In a statement issued by the Asian Football Confederation, the Hong Kong Football Association has been ordered to pay the fine for violating Article 65.1 of the disciplinary and ethics code during the pre-match ceremony at Hong Kong Stadium.
And, as usual, the governing body warned its member association a repeat violation would be met with more severe punishment.
“We don’t want to comment on the amount as it is still a fine, but I think the AFC understands our situation since our hands are tied in the incident,” association chairman Brian Leung Hung-tak said on Wednesday.
“We have repeatedly appealed to fans [to not boo the national anthem] and there is nothing more we can do. I hope we can get past all these incidents. There is a long time before we have our next international home game.”
Hong Kong will play their final Asian Cup qualifying match against North Korea in Pyongyang in March and the next international fixture will not come again until next autumn.
In 2015, Hong Kong were fined 10,000 Swiss francs (HK$77,150) by Fifa when fans were found guilty of the same behaviour during their World Cup qualifying match against China.
That was the second time that the game’s governing body had levied a fine on the HKFA for supporters booing during the anthem, with the first instance following the game against Qatar in an earlier qualifier.

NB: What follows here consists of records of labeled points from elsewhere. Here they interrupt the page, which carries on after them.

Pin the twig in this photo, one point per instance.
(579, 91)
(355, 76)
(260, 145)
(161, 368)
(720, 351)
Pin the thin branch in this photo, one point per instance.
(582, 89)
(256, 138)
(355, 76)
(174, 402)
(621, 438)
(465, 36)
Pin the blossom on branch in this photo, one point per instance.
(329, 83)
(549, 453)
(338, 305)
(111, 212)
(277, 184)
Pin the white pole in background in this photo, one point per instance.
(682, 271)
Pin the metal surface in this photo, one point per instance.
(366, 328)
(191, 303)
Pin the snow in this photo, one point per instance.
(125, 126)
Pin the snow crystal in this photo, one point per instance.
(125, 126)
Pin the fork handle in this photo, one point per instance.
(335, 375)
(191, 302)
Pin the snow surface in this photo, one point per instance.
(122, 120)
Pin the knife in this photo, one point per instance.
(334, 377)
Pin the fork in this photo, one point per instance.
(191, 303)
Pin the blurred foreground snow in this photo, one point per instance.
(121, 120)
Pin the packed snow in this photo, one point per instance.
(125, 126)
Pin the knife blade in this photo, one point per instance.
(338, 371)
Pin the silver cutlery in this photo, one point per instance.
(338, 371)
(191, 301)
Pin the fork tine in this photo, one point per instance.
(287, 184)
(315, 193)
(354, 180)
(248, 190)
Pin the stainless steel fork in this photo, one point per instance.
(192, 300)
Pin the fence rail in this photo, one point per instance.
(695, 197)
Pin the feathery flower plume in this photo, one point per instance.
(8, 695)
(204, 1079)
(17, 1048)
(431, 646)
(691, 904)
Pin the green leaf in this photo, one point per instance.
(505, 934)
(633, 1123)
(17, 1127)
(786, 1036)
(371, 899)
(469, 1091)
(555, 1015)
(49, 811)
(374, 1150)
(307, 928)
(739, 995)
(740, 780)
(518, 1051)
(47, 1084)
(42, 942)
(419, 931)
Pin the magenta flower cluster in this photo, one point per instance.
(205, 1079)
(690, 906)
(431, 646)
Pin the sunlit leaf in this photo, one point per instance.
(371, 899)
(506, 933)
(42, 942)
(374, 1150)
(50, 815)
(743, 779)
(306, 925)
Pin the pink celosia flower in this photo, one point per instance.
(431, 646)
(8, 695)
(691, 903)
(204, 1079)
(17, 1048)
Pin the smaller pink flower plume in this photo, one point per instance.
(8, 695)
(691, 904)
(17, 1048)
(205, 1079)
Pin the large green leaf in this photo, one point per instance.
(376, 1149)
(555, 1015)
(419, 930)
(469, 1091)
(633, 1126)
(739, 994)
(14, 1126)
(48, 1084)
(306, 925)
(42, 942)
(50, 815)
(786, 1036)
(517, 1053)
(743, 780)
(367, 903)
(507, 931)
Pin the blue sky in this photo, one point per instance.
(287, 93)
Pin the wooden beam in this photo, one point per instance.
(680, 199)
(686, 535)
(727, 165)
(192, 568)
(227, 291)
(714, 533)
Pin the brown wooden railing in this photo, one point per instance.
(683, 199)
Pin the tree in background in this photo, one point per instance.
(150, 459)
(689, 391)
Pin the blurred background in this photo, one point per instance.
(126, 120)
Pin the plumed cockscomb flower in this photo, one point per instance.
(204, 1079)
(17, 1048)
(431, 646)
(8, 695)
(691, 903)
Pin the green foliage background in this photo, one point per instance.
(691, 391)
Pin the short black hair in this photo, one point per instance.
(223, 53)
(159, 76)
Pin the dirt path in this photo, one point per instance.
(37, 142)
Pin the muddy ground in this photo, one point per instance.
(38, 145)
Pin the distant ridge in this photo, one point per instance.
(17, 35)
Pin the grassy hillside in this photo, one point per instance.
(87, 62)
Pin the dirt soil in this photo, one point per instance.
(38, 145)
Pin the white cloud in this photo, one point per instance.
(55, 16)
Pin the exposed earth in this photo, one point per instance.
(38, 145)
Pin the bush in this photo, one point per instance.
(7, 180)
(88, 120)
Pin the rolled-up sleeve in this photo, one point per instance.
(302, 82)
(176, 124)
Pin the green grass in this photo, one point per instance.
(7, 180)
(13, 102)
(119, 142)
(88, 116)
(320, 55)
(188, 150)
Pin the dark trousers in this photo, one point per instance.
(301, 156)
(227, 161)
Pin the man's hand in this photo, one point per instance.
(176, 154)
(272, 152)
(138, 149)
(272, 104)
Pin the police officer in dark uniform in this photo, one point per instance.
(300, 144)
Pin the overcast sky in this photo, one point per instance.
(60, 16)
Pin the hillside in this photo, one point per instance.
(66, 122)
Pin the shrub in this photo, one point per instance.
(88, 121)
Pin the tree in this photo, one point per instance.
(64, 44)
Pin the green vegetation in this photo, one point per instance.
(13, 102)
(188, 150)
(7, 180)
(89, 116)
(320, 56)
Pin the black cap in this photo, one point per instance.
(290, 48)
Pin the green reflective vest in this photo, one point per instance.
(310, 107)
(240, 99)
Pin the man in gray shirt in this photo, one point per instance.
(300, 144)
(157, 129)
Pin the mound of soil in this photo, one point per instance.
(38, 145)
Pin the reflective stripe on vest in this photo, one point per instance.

Booing the China national anthem before an international soccer game has become the norm for a group of fans following strong anti-China sentiment after the crackdown of the Occupation Movement in late 2014.
The Lebanon game was the 16th game in a row where a group of Hong Kong supporters had booed March of the Volunteers, as China’s anthem is known. Some fans have acknowledged previous pleas not to boo from the HKFA and taken instead to holding up signs reading “Boo” during the anthem, while others have opted to turn their backs to the field as it plays.
Hong Kong’s FA was previously warned by the AFC’s Disciplinary and Ethics Committee over fan conduct during the anthem following booing at the Malaysia game in October and told that a repeat would result in more severe punishment.
If the booing continues it will result in larger fines and the threat that Hong Kong will have to play home games behind closed doors.
The situation has been fuelled by the recent National Anthem Law in China, aimed at punishing individuals who disrespect the anthem, which will soon be adopted into Hong Kong legislation.
Meanwhile, Hong Kong midfielder Tan Chun-lok was fined US$1,000 by the AFC for kicking a Lebanese opponent with excessive force in the same match. Tan was given a straight red for his actions and will also be suspended for the match against North Korea.
Hong Kong can qualify for the 2019 Asia Cup if they beat North Korea by two goals in their clash in March. The teams’ previous meeting ended in a 1-1 draw at Hong Kong Stadium in June.